Ethernet cables are also pretty cheap, especially in the enterprise where the network administrator can justify ordering cables in larger quantities. Furthermore, most wired network stuff is basically plug and play. Once it's hooked up, there isn't a tremendous amount of configuration and fiddling around involved. This ease makes the network administrator's life a lot easier.

But perhaps the most significant advantage of wired connectivity is the security. While there are some decent enterprise-class wireless systems that can offer decent security, when it comes to the kind of security most enterprises need to protect their primary data stores and mission-critical applications, wireless just doesn't cut it.

The Downsides of All-Wireless Connectivity

Wired isn't perfect, though.
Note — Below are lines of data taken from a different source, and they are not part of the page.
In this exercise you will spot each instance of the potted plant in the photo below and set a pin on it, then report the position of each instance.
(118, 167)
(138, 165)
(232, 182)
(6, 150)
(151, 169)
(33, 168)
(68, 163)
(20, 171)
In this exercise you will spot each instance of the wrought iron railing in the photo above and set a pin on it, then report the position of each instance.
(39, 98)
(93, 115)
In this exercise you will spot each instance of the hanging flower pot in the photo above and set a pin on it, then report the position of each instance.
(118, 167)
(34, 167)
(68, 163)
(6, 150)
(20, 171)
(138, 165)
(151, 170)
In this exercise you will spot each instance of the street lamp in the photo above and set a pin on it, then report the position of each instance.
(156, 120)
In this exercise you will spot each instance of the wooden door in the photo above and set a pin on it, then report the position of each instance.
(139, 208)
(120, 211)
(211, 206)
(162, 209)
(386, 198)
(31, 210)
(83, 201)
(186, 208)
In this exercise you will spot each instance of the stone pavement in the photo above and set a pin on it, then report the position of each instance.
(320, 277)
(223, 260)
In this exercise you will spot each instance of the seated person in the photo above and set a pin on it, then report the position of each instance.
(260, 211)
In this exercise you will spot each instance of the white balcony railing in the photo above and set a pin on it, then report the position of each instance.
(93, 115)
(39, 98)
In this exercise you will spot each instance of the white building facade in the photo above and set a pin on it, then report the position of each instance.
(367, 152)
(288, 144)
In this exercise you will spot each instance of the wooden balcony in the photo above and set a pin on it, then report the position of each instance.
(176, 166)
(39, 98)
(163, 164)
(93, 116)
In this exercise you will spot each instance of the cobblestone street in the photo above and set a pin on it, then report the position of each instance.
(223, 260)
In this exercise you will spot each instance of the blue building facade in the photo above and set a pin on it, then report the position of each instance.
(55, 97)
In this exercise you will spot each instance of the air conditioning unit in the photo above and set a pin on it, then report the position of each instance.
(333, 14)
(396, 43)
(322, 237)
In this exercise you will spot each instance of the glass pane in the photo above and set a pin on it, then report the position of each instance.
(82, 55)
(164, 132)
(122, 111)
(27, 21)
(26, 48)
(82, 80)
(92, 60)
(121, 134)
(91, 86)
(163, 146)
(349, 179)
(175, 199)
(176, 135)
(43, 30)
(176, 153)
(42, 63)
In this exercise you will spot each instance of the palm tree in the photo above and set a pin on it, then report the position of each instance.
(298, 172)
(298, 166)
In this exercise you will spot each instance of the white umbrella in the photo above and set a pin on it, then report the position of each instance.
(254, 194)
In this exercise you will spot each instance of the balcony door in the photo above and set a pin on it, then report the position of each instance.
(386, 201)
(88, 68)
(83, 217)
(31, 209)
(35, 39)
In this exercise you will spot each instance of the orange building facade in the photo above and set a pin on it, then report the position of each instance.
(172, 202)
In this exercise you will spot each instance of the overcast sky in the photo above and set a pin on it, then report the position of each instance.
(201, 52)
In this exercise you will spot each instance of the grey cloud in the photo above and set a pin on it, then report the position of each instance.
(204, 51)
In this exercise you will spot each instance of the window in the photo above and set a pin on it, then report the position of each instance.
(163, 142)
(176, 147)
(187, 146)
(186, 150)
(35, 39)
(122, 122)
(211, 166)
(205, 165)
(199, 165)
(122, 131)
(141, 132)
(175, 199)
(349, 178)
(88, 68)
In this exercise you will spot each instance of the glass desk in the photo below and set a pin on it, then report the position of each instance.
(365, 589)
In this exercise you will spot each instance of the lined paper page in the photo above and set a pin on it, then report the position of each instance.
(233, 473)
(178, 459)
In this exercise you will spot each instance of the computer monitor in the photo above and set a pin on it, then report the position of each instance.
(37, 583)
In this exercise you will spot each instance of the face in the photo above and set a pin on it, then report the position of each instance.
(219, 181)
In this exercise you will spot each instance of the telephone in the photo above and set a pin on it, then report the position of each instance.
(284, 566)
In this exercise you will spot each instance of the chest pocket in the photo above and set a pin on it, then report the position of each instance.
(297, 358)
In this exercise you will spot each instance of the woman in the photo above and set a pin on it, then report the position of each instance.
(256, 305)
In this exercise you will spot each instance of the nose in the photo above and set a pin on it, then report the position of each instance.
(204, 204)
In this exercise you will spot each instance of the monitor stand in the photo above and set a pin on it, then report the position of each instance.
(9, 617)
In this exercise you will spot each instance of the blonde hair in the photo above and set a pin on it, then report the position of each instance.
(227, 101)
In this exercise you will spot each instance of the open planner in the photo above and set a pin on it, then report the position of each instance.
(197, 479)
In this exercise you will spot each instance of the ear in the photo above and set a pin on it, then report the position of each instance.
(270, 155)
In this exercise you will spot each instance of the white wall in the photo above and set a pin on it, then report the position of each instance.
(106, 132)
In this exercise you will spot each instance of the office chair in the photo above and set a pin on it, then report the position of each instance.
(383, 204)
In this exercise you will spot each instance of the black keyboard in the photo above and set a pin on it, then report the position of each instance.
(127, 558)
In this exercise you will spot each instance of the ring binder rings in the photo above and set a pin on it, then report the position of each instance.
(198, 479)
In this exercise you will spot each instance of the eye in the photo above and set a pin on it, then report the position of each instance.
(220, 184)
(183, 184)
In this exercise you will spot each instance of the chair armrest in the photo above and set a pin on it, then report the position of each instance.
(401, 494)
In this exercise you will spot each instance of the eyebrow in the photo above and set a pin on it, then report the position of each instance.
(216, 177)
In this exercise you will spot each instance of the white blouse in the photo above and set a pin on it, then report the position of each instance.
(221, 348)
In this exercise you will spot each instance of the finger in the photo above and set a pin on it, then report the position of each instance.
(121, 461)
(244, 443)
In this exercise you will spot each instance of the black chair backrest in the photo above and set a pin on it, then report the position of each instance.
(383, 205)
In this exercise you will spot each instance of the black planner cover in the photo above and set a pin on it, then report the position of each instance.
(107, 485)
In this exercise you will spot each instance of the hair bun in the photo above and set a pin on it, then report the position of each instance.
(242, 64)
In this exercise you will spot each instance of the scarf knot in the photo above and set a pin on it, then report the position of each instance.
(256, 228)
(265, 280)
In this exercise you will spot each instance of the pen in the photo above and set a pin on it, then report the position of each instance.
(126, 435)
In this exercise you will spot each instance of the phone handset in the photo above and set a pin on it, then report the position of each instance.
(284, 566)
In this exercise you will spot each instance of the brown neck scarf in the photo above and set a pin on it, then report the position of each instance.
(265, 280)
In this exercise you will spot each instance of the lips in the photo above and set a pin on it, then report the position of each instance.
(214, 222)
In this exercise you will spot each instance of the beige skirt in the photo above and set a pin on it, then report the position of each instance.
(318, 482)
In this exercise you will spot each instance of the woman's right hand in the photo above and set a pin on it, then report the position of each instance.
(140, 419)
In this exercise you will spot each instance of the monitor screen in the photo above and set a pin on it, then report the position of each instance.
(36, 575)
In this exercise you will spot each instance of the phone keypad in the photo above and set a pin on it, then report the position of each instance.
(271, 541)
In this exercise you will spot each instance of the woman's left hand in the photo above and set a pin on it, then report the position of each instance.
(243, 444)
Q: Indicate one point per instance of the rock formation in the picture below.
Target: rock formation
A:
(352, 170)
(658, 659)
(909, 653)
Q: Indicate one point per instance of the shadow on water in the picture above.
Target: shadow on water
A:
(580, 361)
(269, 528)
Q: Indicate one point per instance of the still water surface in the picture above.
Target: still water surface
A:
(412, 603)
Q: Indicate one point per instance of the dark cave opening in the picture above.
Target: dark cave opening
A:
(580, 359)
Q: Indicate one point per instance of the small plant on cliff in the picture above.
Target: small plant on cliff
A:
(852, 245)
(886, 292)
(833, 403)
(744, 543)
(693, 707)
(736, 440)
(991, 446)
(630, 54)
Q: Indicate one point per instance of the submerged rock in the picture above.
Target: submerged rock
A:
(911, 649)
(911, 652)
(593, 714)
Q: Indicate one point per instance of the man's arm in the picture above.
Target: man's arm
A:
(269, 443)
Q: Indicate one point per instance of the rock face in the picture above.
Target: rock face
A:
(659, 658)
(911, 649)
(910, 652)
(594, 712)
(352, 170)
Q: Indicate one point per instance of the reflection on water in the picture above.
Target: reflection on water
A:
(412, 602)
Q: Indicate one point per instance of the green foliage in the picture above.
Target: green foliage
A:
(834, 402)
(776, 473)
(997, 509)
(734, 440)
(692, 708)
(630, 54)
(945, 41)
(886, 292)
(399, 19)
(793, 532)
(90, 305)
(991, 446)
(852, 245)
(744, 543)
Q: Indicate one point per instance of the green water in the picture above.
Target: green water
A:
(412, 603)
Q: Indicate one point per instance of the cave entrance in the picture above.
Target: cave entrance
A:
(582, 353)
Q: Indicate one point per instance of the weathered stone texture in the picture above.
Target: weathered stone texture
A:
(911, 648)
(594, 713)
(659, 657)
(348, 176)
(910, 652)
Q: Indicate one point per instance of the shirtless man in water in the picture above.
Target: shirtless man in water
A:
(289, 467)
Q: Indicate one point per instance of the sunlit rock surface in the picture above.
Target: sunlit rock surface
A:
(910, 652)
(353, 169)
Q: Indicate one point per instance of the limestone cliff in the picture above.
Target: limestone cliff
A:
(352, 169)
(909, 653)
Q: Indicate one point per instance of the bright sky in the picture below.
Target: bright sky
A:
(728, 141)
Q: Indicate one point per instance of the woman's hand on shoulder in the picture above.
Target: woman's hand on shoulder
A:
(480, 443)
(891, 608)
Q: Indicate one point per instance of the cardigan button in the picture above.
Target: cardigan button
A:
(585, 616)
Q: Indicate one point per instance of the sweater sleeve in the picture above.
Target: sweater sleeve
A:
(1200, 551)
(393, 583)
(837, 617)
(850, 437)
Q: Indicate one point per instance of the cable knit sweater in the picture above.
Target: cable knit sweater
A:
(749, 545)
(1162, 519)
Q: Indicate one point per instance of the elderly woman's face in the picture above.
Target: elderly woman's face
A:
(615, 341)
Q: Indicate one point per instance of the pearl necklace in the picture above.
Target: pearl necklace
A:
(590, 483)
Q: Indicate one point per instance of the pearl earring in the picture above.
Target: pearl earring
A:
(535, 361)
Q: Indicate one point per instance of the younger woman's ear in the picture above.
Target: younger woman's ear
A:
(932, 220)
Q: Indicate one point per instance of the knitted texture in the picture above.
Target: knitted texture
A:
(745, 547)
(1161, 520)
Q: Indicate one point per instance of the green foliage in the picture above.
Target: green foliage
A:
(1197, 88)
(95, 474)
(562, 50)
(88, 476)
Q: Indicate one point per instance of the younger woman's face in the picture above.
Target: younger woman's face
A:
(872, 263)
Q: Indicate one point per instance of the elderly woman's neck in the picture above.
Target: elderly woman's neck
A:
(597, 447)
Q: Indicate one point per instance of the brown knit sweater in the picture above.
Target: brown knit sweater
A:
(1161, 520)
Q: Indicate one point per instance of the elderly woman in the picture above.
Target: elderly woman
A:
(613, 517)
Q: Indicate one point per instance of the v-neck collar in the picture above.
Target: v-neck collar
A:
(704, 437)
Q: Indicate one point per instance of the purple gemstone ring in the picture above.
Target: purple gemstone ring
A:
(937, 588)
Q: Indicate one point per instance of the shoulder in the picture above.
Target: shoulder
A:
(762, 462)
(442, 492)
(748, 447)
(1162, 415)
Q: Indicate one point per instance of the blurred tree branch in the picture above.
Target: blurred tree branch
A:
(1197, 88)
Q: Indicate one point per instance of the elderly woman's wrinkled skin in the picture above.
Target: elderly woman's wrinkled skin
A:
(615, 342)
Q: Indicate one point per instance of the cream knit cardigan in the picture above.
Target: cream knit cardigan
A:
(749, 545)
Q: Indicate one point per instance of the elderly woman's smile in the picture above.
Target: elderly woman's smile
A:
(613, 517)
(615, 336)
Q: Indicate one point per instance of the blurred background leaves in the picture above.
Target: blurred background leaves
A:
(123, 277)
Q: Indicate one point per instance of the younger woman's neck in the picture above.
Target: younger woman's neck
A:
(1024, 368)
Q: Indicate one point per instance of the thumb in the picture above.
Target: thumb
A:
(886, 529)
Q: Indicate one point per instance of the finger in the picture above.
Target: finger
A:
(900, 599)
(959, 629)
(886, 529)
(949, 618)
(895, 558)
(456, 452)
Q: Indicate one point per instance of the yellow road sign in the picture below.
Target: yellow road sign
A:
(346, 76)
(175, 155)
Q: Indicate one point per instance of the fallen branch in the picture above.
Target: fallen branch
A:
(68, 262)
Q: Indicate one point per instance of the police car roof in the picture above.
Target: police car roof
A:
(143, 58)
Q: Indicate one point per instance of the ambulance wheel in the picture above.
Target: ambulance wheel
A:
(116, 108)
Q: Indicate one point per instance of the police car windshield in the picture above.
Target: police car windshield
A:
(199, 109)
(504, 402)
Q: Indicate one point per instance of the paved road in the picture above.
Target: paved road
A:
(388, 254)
Cords can get damaged, and it's not that easy to have a wired connection available for every single device that happens to wander in the front door. But the main reason that wired systems aren't likely to be retired anytime soon is even more practical than that: no business in their right mind is going to rip out or discard all that legacy infrastructure for no reason whatsoever. As long as those wires and cables are doing their thing, the network administrator has no intention of ripping it out and replacing it with all wireless connections.

The Benefits of Wireless Connections for Business

It's expected that the network administrator will provide some wireless hotspots around the office, particularly in break areas and places where guests tend to linger. But these connections are merely for convenience. The wired network is still the workhorse of the enterprise, providing security and performance that outpaces wireless networks by leaps and bounds.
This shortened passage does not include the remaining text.